In admitting past wrong economic policies that the World Bank recommended for Nigeria, its former President, Jim Yong Kim, confessed, “I think the World Bank has to take responsibility for having emphasized hard infrastructure –roads, rails, energy– for a long time…

 

“There is still the bias that says we will invest in hard infrastructure, and then we grow rich, (and) we will have enough money to invest in health and education. (But) we are now saying that’s the wrong approach, that you’ve got to start investing in your people.”

 

Kim is a Korean-American physician, health expert, and anthropologist, whose Harvard University and Brown University Ivy League background shapes his decidedly “Pax American” worldview of America’s dominance of the world economy.

 

Despite his do-gooder posturing, his diagnoses and prescriptions still did not quite address the root cause of Nigeria’s economic woes, nor provide any solutions. They were mere diversions that stopped short of the way forward.

 

He should have advocated for the massive accumulation of capital and investments in the local production of manufacturing machinery, industrial spare parts, and raw materials—items that are currently imported, weakening Nigeria’s trade balance.

 

He should have pushed for the completion of Ajaokuta Steel Mill and helped to line up investors with managerial, technical, and financial competence to salvage Nigeria’s electricity sector, whose poor run has been described by Dr.

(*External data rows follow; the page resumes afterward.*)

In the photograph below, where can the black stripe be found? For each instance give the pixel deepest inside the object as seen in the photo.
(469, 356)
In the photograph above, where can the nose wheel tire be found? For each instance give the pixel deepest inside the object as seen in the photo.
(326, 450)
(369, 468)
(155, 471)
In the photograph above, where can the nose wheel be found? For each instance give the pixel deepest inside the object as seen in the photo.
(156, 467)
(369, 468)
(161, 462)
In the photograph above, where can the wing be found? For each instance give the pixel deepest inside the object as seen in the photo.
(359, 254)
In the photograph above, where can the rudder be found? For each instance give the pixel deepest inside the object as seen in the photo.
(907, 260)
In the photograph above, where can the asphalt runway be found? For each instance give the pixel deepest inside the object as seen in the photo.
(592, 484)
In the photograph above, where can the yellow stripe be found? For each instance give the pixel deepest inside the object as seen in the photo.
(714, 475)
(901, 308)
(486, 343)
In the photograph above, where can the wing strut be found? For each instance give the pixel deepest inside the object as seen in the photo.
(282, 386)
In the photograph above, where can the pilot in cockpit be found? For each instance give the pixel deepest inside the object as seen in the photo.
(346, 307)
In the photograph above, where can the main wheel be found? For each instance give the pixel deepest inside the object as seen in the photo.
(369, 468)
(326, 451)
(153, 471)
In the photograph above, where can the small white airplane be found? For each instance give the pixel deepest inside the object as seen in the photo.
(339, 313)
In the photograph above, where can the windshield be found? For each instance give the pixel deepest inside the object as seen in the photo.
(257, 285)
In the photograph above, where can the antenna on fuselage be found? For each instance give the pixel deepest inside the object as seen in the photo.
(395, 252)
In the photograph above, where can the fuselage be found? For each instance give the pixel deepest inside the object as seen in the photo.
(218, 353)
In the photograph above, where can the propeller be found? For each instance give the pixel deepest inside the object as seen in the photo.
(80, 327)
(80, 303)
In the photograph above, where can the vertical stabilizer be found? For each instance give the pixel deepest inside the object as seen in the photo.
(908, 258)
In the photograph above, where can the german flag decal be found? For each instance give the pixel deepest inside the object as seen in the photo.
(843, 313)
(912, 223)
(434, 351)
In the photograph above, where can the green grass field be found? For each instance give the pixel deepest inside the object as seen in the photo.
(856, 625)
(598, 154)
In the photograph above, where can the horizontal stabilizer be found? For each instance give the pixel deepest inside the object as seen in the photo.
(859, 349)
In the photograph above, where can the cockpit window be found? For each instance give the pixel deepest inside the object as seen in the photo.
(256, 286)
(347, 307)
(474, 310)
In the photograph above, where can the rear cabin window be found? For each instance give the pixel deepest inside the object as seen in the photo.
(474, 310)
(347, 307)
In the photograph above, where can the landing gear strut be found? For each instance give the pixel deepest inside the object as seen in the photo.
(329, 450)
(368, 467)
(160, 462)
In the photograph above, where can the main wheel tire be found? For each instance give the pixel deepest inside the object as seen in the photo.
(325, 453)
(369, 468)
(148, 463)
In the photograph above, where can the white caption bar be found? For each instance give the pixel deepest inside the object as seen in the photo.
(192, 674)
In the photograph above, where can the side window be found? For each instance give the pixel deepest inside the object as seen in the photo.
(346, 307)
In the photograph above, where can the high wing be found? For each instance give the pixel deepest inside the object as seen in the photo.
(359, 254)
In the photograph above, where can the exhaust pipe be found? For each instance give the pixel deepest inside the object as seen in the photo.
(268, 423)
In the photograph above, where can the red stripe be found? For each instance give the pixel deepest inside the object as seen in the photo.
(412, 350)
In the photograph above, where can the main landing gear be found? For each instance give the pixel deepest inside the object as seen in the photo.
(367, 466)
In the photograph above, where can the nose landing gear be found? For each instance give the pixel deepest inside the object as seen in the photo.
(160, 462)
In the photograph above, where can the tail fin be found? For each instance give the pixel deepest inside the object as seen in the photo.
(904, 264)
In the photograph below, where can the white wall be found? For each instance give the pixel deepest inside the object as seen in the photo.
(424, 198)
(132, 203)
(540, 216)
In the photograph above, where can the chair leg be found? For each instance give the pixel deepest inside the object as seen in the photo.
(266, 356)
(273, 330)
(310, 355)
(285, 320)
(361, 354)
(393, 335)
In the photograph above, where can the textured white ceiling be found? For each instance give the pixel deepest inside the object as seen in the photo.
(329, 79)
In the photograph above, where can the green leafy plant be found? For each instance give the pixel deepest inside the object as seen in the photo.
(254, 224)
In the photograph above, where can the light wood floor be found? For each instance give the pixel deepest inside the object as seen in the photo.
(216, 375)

Akinwumi Adesina, President of Africa Development Bank, as “killing Nigerian industries.”

 

He could have assembled consultants to accelerate the conversion of Nigeria’s commuter vehicles to Compressed Natural Gas and get banks of the metropolitan economies, that hold Nigeria’s foreign reserves in their vaults, to invest their low-interest funds into Nigeria’s agriculture— so that Nigeria will no longer import foodstuffs.

 

Nigerians need homegrown solutions to their economic woes.